E’ un continuo sfavillare, un ingiallire di fiori che appassiscono non appena
sbocciati; la neve, apparsa l’istante prima, subito si muta nel rosso
sfolgorante del fogliame, a sua volta sostituito da un’esplosione di germogli.
E’ un continuo bagliore: le stagioni nascono e muoiono nel tempo di un lampo.
Raffiche di vento passano in tromba, il tempo di schiaffeggiare gli alberi, le
scaccia un vortice di sole, a sua volta inseguito da un rovescio di pioggia
obliqua. E’ il regno dell’imprevisto. Ma ben presto si indovinano le regole del
gioco allora ci si abitua: è vietato vincere, vietato adagiarsi sulla propria
vittoria, il vincitore deve chiedere di ingaggiare battaglia l’attimo stesso
del suo trionfo. La sola misura di tempo e spazio è il lampo. La regola
fondamentale è non avere alcuno scopo: la primavera non desidera di vedere gli
alberi coperti di fiori, l’inverno non è un fautore della neve. Vietato
appassionarsi per il risultato del gioco. Vietato attendere la fine. Le
stagioni cambieranno durante tutta la recita e ancora in seguito. Lo spettatore
è avvertito che non v’è alcuna fine di nessun genere.
VIETATO ASPETTARE
Espressione molto
impropria. Bisognerebbe dire: si alzano i sipari. Davanti al parco che voi
vedete non c’è mai stato un sipario. Non è mai cominciato niente. Quello che si
alza è il piccolo, particolare sipario che ciascuno di voi tiene davanti al suo
spirito, davanti alla sua anima, davanti ai suoi occhi.
ATTO
PRIMO
Quadro
Primo
All’alzarsi
del sipario, il Giorno è a cavalcioni sul ramo principale di una grossa
quercia. Entra la notte.
LA NOTTE
Traditore!
Cosa fai lassù? Da quanti giorni te ne stai appollaiato?, tutti i giorni che
hanno formato un giorno smisuratamente lungo?
IL GIORNO
Vattene!
Non ti ricordi…
LA NOTTE
Se
non mi ricordo della mia sconfitta? E le regole del gioco dove vanno a finire?
IL GIORNO
E’
finito. Io non gioco più.
LA NOTTE
Ma
quando mi vincevi volevi giocare ancora.
IL GIORNO
Non
giocavo. Il gioco si è rotto, non so più quando. Soltanto so che a un certo
momento è successo che io non giocavo più.
LA NOTTE
E
quando potevo schiacciarti sotto il mio tallone nero, quando potevo…
IL GIORNO
Non potevi eri tu che giocavi. La regola del tuo gioco
voleva che il vincitore offrisse la sua testa al vinto.
LA NOTTE
E
tu, una volta che hai vinto, m’hai lasciato a terra accasciata, quasi morta – e
ti sei sistemato sul ramo della grande quercia!
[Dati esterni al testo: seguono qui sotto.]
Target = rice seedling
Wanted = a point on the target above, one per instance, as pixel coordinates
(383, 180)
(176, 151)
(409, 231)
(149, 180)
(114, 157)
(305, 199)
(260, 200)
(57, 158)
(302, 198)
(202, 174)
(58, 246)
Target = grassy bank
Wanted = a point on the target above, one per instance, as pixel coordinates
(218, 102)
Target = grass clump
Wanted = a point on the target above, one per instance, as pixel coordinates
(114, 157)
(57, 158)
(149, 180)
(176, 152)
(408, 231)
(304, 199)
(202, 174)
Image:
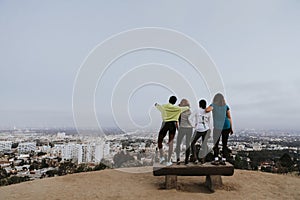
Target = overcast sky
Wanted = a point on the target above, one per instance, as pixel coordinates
(254, 44)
Il gioco si è rotto? Allora
bisogna che tu esca dal parco e che tu affronti, corpo a corpo, gli sconosciuti
al di là della cancellata.
IL GIORNO
Al
di là della cancellata ritroverai ancora guerra, sempre guerra. Ho vinto e sono
sazio di violenza.
LA NOTTE
Sei
un traditore. Potevi almeno avvisare che uscivi dal gioco.
IL GIORNO
Pazza!
Pazza! Pazza! Che speranza avrei avuto allora di riportare la vittoria?
LA NOTTE
E’
vero; da quando hai lasciato il gioco hai adottato l’infame regola della
speranza. La speranza bandita, la speranza, quella rivoluzionaria, tu ne hai
fatto il tuo dio.
IL GIORNO
Dopo
tutto non ti devo nessuna spiegazione; sono io che comando. Comunque ascolta:
sei tu quella che gioca – tu, che bandisci la speranza, tu che non ti interessi
del risultato della battaglia che combatti. Io richiamo la speranza, ne faccio
il mio dio; e mi prende l’angoscia. Che gioco a confronto del tuo!
LA NOTTE
(scuotendo rabbiosamente l’albero su cui è
appollaiato il Giorno)
Traditore!
Mentre le stagioni fanno scintillare gli alberi con le loro variazioni, tu
rapisci i loro giochi d’ombre, i neri attimi della notte selvaggia. Tu spogli
le stagioni della metà della loro vita. Scendi di là!
IL GIORNO
Lasciami
dormire.
LA NOTTE
(si inginocchia)
Mio
Dio, mio Dio, io vi supplico, venite, non per favorire me, no, ma per l’amore
dell’imprevisto, per amore dei secondi che rimbalzano gli uni sugli altri,
venite in mio soccorso, Dio mio!
IL GIORNO
(irrompendo sul prato)
Per
Dio! Non avrò mai pace, io? Non posso fare sempre tutto io! Vorrei che le mie
passeggiate non fossero sempre interrotte da lamenti!
LA NOTTE
Ma,
mio Dio, fate soltanto un gesto, cacciate di qui questo Giorno traditore, fate
nascere un giorno nuovo, che si pieghi alle regole del gioco. Ricordatevi, mio
Dio, il tempo che fu; a volte, in un’ora, mi ricordo d’aver visto rifulgere
parecchie notti di Natale – vostro figlio nella stalla, e i pastori, e la
stella che li guida; allora, ai tempi in cui giocavo, non passava nemmeno
un’ora senza che vostro Figlio nascesse più volte. E ora, dov’è, vostro Figlio?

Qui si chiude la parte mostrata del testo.